Tian Wei Studio, Jingdezhen
 

A design practice where conceptual art meets the ceramic traditions of Jingdezhen.

Tian Wei works in Jingdezhen, the city that has been making porcelain for over a thousand years. His studio operates under two names. ANTENNA is the broader practice. Steal the Plane is the design brand that has emerged from it, carrying the spirit of conceptual art into objects made for daily life.
 

The name Steal the Plane comes from a true event. In 2018, a ground crew member at Seattle-Tacoma Airport took off in a commercial aircraft without authorisation or training. He flew for seventy-five minutes, speaking calmly to air traffic control, then brought the plane down on a small island. It was an act that should have been impossible within the systems designed to prevent it. That impossibility, and the quiet freedom it represented, became the founding impulse of the brand.
 

Tian Wei's central project is the Occupation series: a body of work that takes inherited ceramic forms and interrupts them with a single, angular mark. The mark is applied across Qinghua patterns from the factory era, across dragon-and-phoenix motifs from the imperial tradition, across the surfaces of industrial wine bottles rescued from factory waste streams. Each piece preserves the original form while refusing to leave it untouched.
 

The work is serious without being solemn. There is humour in putting the Occupation mark across a God of Fortune. There is environmental intent in the Long-Life Design collection, which transforms factory rejects into signed objects. And there is, beneath everything, a sustained inquiry into what it means to inherit a tradition and choose to do something unexpected with it.
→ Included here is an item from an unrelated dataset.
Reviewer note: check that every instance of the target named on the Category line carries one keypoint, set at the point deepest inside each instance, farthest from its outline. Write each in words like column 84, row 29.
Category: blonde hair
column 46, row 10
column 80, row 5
The Occupation series draws on several distinct production methods. The Qinghua Wutong pieces use traditional underglaze cobalt fired in a high-temperature reduction kiln, with overglaze lead-free transfer applied in a secondary firing. The ice bucket and daily wares are hand-thrown porcelain with applied Qinghua decoration. The Long-Life Design collection begins with industrial ceramic wine bottles sourced from Jingdezhen's Xintianyi factory, selected for their forms and surfaces, then reworked by hand.
 

What unifies the work is not technique but intent. Every piece in the Occupation series carries the same gesture: a mark that asserts the presence of a living artist inside a tradition that could otherwise feel fixed in the past.

Tian Wei's Occupation series has been exhibited in Jingdezhen and is held in private collections across China. The Long-Life Design collection represents an ongoing collaboration with Jingdezhen's industrial ceramic sector, exploring sustainable reuse of factory production.